The Trump Administration announced on March 6, 2025, a temporary delay on the implementation of tariffs on all goods that qualify for US-Mexico-Canada Agreement (USMCA or CUSMA) preference. As outlined in our previous alert, on March 4, 2025, the Trump administration implemented their promised 25% tariffs on Canadian imports, with a 10% tariff being levied against Canadian energy resources following a 30-day temporary reprieve.
On March 6, 2025, President Trump, by way of an executive order titled, Amendment To Duties To Address The Flow Of Illicit Drugs Across Our Northern Border (EO), accompanied by a fact sheet entitled Donald J. Trump Adjusts Tariffs On Canada and Mexico To Minimize Disruption To the Automotive Industry, announced:
- The 25% tariffs previously proposed will not apply to goods from Canada that claim or qualify for ‘USMCA preference’ (i.e., they meet the rules of origin under the USMCA)
- A 10% tariff on Canadian energy goods that do not qualify under the USMCA
- A 10% tariff on potash imported from Canada that does not qualify under the USMCA
While not set out expressly in the EO, President Trump announced this delay is set to last until April 2, 2025, at which time the Trump administration plans to impose the 25% tariffs on these goods as well as move forward with additional “reciprocal” tariffs.
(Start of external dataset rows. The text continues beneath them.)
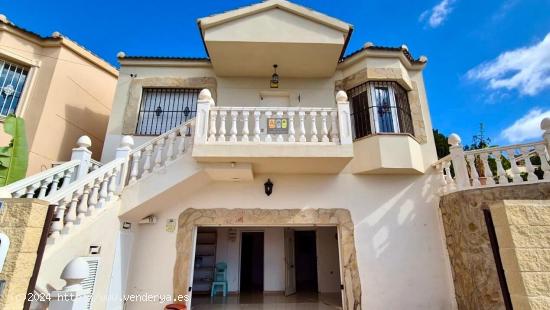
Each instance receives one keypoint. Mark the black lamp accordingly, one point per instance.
(274, 78)
(268, 187)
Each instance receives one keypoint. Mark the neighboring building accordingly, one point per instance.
(59, 88)
(312, 175)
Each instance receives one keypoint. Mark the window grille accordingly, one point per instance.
(12, 82)
(162, 109)
(380, 107)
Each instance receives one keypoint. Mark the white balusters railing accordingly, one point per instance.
(276, 125)
(496, 166)
(83, 197)
(158, 152)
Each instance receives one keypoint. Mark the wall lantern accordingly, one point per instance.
(274, 78)
(268, 187)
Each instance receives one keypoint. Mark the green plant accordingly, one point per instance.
(14, 158)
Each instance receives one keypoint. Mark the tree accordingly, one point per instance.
(441, 144)
(14, 158)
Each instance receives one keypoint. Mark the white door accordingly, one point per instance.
(290, 271)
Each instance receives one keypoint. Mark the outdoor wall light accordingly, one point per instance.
(268, 187)
(274, 78)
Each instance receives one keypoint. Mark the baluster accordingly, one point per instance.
(291, 130)
(112, 184)
(257, 115)
(170, 154)
(212, 136)
(334, 134)
(442, 180)
(302, 116)
(183, 134)
(451, 186)
(55, 183)
(104, 191)
(501, 173)
(544, 166)
(221, 137)
(516, 175)
(70, 216)
(487, 173)
(473, 171)
(57, 223)
(94, 197)
(82, 208)
(147, 154)
(313, 117)
(31, 189)
(158, 155)
(44, 187)
(67, 178)
(324, 128)
(531, 176)
(280, 118)
(245, 131)
(135, 167)
(267, 136)
(233, 131)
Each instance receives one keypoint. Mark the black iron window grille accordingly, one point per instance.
(12, 82)
(162, 109)
(380, 107)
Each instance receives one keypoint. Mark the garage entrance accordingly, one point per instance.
(268, 265)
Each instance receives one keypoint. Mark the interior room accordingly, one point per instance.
(266, 265)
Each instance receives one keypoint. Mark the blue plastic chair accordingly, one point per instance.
(220, 279)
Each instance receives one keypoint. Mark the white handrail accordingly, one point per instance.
(43, 179)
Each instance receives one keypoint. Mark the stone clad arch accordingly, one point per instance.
(341, 218)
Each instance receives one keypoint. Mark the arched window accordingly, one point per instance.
(4, 246)
(380, 107)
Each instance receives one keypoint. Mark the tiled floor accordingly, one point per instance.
(301, 301)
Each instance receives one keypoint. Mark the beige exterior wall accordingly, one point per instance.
(22, 220)
(523, 232)
(68, 94)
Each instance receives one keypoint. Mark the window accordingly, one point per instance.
(12, 81)
(380, 107)
(162, 109)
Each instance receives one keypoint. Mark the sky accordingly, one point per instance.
(488, 60)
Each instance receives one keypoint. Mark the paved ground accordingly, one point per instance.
(249, 301)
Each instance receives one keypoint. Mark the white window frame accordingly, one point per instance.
(373, 105)
(33, 65)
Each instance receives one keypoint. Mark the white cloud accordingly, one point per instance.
(527, 127)
(438, 13)
(526, 69)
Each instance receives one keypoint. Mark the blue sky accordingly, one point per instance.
(489, 61)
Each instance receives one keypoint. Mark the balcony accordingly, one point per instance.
(274, 139)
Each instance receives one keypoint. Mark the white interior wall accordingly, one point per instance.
(328, 260)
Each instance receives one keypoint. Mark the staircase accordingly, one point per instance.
(89, 197)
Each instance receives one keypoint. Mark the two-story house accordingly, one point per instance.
(281, 171)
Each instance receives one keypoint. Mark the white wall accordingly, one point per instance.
(328, 260)
(229, 252)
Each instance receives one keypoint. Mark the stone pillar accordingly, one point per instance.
(204, 103)
(123, 151)
(344, 118)
(72, 296)
(83, 154)
(459, 162)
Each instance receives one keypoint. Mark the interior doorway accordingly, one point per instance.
(306, 261)
(252, 261)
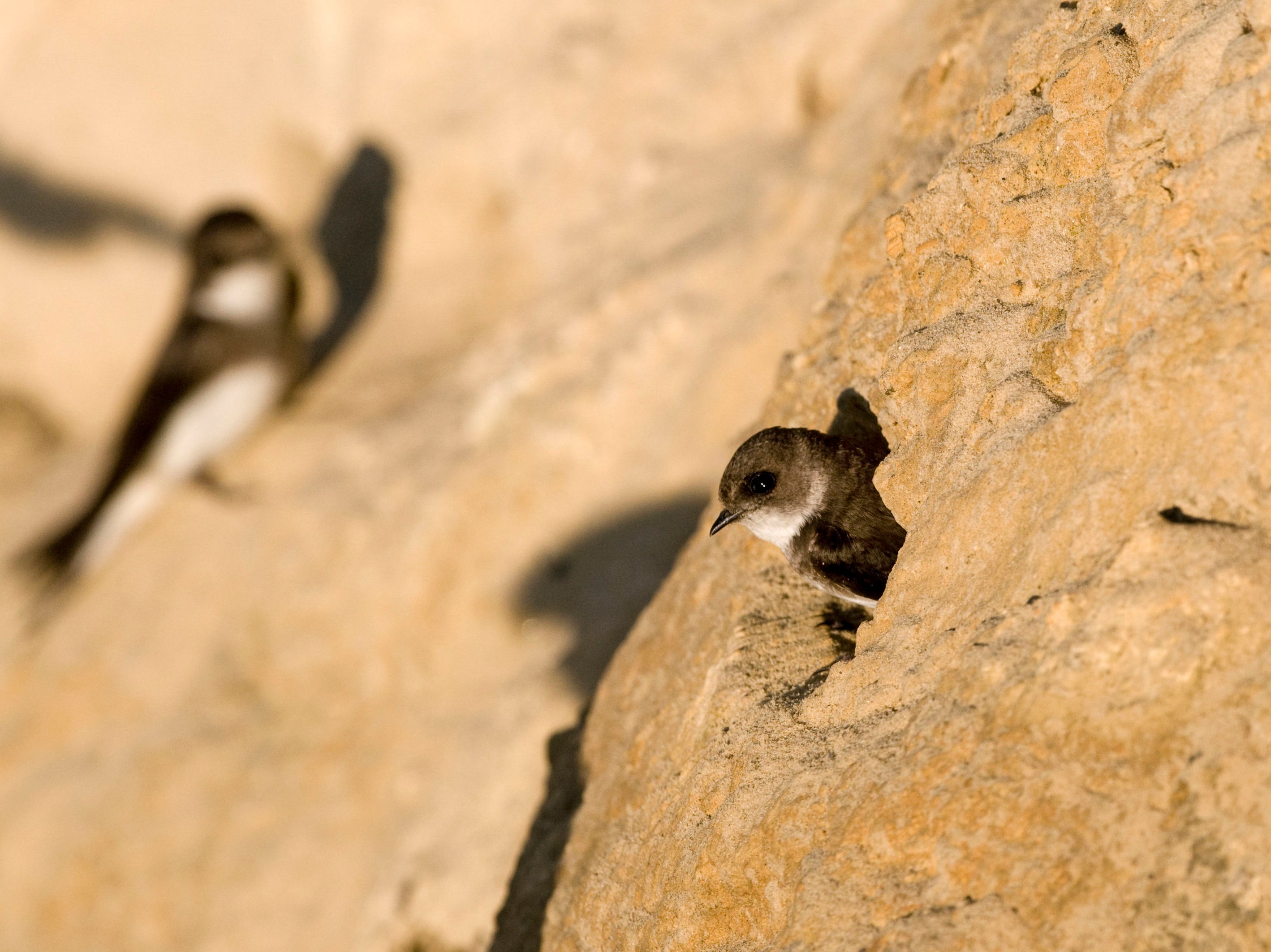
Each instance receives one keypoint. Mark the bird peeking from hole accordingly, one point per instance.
(233, 356)
(813, 496)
Additionally, the Trump Administration published the changes made to the Tariffs schedule to implement the above tariffs by way of a Notice in the Federal Register.
For its part, the Canadian government has indicated they will delay the implementation of their second — and larger round — of retaliatory measures to April 2, 2025. However, the existing 25% counter-tariffs imposed by the Canadian government on approximately $30 billion in US goods, discussed here, remain in effect.
Compliance With the USMCA Rules of Origin is Necessary
The application of the USMCA rules of origin can be complex. For goods manufactured or processed in Canada that incorporate non-USMCA originating inputs or materials, the USMCA provides rules of origin on a product-by-product basis which can include necessary “tariff shifts” for non-USMCA inputs and regional value content requirements, and in the case of automotive products, higher wage labour value content requirements.
Canadian exporters are well advised to carefully consider the application of the USMCA’s rules of origin to their goods exported to the United States. US Customs Border Protection has announced that it will increase its enforcement efforts at the border to ensure compliance with USMCA’s rules of origin. Non-compliance with USMCA’s rules of origin can lead to significant consequences, including loss of eligibility for preferential tariff treatment, retroactive penalties and duties and other potential trade sanctions.
The Cassels International Trade Group will continue to follow these developments in the coming weeks and months.